C'est d'ailleurs l'un des reproches que nous faisons à l'HADOPI : elle est en quelque sorte juge et partie. Elle est à la fois l'organisme qui va instruire la plainte des ayants droit et l'instance qui va décider de la sanction. Dans une procédure judiciaire, il y a une séparation – et nous le savons, puisqu'elle est actuellement remise en cause – entre celui qui instruit et celui qui juge.

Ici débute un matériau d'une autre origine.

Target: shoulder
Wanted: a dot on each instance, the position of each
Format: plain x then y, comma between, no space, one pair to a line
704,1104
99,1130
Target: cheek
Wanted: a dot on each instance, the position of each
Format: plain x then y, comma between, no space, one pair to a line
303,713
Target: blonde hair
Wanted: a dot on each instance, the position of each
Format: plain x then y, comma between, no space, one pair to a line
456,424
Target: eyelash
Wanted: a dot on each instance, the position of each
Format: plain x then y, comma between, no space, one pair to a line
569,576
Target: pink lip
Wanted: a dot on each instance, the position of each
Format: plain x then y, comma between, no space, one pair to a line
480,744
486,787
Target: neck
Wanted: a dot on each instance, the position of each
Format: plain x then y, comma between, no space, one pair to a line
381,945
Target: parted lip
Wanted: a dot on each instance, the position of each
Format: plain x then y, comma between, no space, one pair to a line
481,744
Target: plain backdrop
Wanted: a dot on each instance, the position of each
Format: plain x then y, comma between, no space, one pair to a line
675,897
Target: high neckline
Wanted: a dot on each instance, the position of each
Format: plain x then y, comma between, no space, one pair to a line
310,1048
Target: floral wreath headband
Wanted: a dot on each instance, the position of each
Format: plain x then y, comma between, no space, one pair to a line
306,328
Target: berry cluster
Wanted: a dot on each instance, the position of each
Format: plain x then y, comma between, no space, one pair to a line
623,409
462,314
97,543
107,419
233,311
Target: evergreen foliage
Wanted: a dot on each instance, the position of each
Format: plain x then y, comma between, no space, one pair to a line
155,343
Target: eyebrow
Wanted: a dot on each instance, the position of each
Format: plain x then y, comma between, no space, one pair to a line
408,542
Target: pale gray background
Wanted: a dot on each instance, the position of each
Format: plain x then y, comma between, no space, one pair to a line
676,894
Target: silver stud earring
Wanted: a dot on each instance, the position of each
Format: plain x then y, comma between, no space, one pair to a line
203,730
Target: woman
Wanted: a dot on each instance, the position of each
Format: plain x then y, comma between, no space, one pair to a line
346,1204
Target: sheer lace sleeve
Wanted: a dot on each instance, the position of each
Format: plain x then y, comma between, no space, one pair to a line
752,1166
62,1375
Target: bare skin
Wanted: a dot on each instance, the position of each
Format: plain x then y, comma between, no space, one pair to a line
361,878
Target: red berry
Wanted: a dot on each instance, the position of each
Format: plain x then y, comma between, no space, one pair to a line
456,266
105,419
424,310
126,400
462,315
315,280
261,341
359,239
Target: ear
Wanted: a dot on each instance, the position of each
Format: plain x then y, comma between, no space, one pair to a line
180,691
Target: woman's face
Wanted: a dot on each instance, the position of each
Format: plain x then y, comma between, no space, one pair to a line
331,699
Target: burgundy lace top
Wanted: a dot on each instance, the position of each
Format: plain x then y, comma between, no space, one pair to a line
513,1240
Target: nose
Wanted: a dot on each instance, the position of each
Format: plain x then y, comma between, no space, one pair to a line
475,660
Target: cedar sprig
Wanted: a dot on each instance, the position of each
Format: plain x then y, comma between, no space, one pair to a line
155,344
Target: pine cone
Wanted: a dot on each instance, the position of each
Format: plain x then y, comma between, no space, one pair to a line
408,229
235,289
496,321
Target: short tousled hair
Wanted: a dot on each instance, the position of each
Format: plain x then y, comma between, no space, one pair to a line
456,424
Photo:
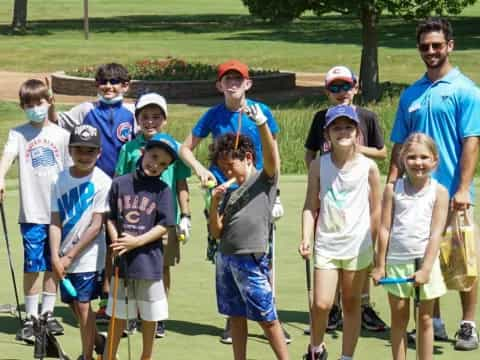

Non seulement l'HADOPI n'est pas un organisme judiciaire, non seulement la procédure de sanction n'est pas une procédure judiciaire – si tel était le cas, les droits de la défense, le principe du contradictoire, la présomption d'innocence seraient respectés –, mais en plus, et ceci est une grave rupture d'égalité, ce texte ouvre la voie à l'arbitraire de l'HADOPI, étant donné le caractère aléatoire des mesures qu'elle peut prendre. Elle peut envoyer un ou plusieurs mails d'avertissement, envoyer une recommandation, décider de la suspension de l'abonnement, ou au contraire envoyer une injonction. Ce sera, je le répète, à la tête de l'internaute. Vous aurez peut-être la chance de n'avoir qu'une injonction après la recommandation, ou – pas de bol – vous verrez votre abonnement à Internet suspendu.

Ce caractère aléatoire, arbitraire, des mesures prises par l'HADOPI, nous conduit à répéter avec insistance que nous ne sommes pas dans une procédure judiciaire. C'est la raison pour laquelle nous avons déposé un certain nombre d'amendements, qui, hélas, ont tous été rejetés. Et nous les avons déposés parce que nous prenons en compte le contexte européen, notamment le contenu même de l'amendement n° 138 et aussi parce que, encore une fois, même si les pouvoirs publics peuvent confier à une autorité administrative la possibilité de prendre des sanctions, nous sommes dans un domaine de restriction des libertés individuelles. Et le Conseil constitutionnel a rappelé à plusieurs reprises que seul le juge peut prendre des sanctions lorsqu'elles sont privatives de libertés individuelles.

L'amendement, assez unanime, que nous présentons aujourd'hui vise à éviter un inconvénient supplémentaire, qui serait, en plus de tout le reste, de par la rédaction adoptée par le Sénat, un cumul de sanctions. On imagine mal qu'il puisse y avoir à la fois suspension ou limitation des services et injonction. Ce cumul est d'ailleurs par nature contradictoire : s'il y a injonction, il n'y a pas de suspension de l'abonnement à Internet.